Denizlere de açılsan… Kırlara da çıksan peşinde…
Benden kaçarken vardığın her yerde.
Hayatının tam orta yerinde dev bir kafeste.” (s.45)

“Tanrılara inandığımız falan yok aslında. Olmadıklarını ikimiz de biliyoruz. Ama adlarını geçirerek kurduğumuz cümleler başka kelimelerle kurulduğunda aynı etkiyi yapmıyor.” (s.48)

“Dilimizdeki başka kelimeleri düşünüyorum. Ve başka dillerdeki başka kelimeleri. Onları anlamaya çalışırken insan hayatın anlamını çözüverir. Ama o çözdüğü anlam da o an ayağına, hatta boynuna dolanıverir. O yüzden anlamlar da kelimeler de aslen tehlikelidir. Denizden, fırtınadan ve yalnızlıktan daha tehlikeli.” (s.49)

“Hazır mıyım? Değilim aslında.
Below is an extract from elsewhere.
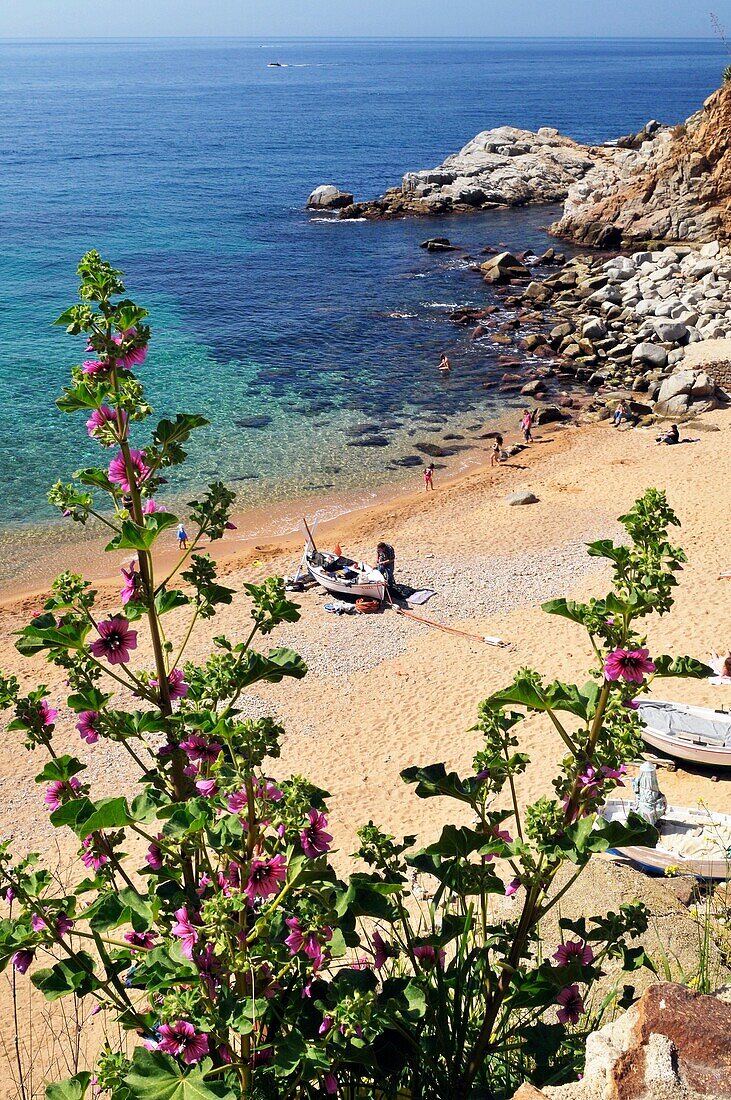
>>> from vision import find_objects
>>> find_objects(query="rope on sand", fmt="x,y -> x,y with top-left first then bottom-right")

Ne fırtınaya ne kadere ne denizkızına ne gergedana ne de bu derin ve uçsuz bucaksız yalnızlığa. Ama gemideyim. Herkes gibi. Hayalet gibi. Kadere doğru…” (s.50)

“Ceplerimizde huzursuz hikâyeler. Belleklerimizde irini kurumamış yaralar. Tırnaklarımızın arası hayattan kazıdığımız kirlerle dolu. Ne geçmişe güvenimiz var, ne bugüne, ne de geleceğe. Ölülerimizi sırtımızda taşıyoruz. İnatla doğurmuyoruz. Çoğalmıyoruz. Geceleri daracık mezarlarda uyuyoruz. Gündüzleri ha öldük ha öldürdük diye korkuyoruz. Kötüyü gördük. Unutamıyoruz.
Ama işte kırlardayız. Nergis tarlasına gidiyoruz. Haneke, Pasolini, Greenaway ve bir de ben. Sanki hiçbir şey olmamış gibi.
Yol bitmiyor. İyi ki bitmiyor.
Nergis tarlasına hiç varmıyoruz. İyi ki varmıyoruz.
Termosumuzda çayımız sıcacık.
Kurabiyelerimiz taptaze.
Dördümüz de biliyoruz, tanrı yok ama zaman var.” (s.55)
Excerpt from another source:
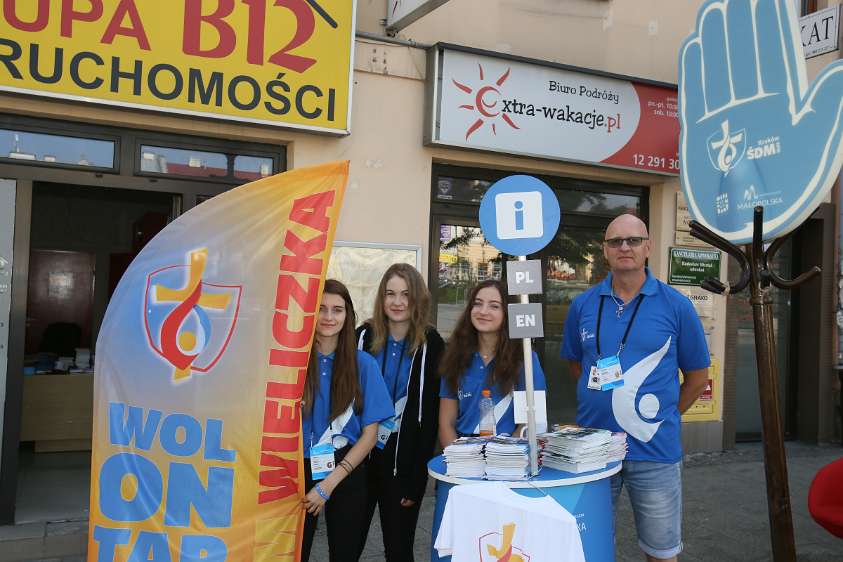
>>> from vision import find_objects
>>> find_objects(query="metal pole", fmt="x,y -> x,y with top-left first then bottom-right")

“Kaybetmekle kaybolmak bir midir?
Ben kaybettim… o kayboldu.
Kaybolmuş bir cambaza kaybettiklerimi anlatmayacağım. Onunla aynı ormanda doğduk. Onun bıktığı şeylere ben hâlâ tutkunum. Onun kurduğu hayaller benim için kâbus, sevdiği kadınlar çirkin, vurduğu kuşlar biçare. O sirkini kaybetmiş bir cambaz, ben geçmişini yitirmiş bir salyangoz. O dışına… Ben içime.” (s.61)
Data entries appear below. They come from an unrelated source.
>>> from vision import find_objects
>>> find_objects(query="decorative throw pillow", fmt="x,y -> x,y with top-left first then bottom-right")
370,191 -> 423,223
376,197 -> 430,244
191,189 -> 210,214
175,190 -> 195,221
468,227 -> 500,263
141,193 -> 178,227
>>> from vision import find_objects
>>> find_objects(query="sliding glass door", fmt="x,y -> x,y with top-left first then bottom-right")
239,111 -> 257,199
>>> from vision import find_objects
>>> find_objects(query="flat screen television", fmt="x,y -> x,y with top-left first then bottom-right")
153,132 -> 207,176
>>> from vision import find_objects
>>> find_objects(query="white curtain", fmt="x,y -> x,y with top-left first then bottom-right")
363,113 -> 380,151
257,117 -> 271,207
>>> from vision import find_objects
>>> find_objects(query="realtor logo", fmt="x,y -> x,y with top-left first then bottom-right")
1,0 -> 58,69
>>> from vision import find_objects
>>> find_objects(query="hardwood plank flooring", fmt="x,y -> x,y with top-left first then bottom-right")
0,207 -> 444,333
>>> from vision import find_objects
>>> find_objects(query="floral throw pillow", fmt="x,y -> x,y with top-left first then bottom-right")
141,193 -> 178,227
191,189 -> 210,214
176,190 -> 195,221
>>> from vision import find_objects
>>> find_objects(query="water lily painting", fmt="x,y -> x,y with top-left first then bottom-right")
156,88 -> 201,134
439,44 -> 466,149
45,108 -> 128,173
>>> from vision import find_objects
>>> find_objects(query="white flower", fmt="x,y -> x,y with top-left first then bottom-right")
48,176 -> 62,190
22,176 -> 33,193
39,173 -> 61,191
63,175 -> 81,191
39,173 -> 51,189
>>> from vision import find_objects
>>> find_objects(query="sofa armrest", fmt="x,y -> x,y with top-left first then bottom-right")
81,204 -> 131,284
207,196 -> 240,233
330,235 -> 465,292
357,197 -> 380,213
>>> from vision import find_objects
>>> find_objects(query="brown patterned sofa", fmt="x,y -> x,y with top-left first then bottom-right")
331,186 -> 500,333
“Devrim düşleri yeniden kurulacakmış… gibi.
Zaman şehrin içinden bir ileri bir geri geçip gidecekmiş gibi.
Benim adımı sirkten silin, kabuğumu kırıp toprağa serpin.
Onun adını sirke verin, ipini yeniden gerin.
İkimiz de ormanda doğduk, şehirde ölüyoruz.
Beni ormanda yakın, onu şehirde.
Ben küllerimden yeniden… yeniden… yeniden doğacağım.
O hiç sönmeyecek.” (s.61)

“Seni bazen sırtıma alacağım bazen ayaklarımın altına.
Yanı başımda yatacaksın tüm uykularına.
Rüyalarında gezeceğim ve hayallerinde.
Kararlarında ve niyetlerinde.
İyiye dair ne varsa eze eze.
Yaşlı ve öfkeli bir gergedan.
İnsanlığın peşinde dolaşan.” (s.67)

“Saçlarımı o kadar sıkı toplamışım ki kökleri kalbimi yerinden sökecek gibi. Uzun upuzun saçlarım. Kısa kısacık saçlarım. Saçlarım.

İçim ne kadar ferahsa… o kadar sıkıntılıyım. İçim içime sığmıyor ve içim içimde kuruyor. Ben ve ben. Aramızda yarım asırlık bir zaman. Altımda bir pantolon kendi dizimin dibimde, eteklerimde oturuyorum nice zaman.” (s.71)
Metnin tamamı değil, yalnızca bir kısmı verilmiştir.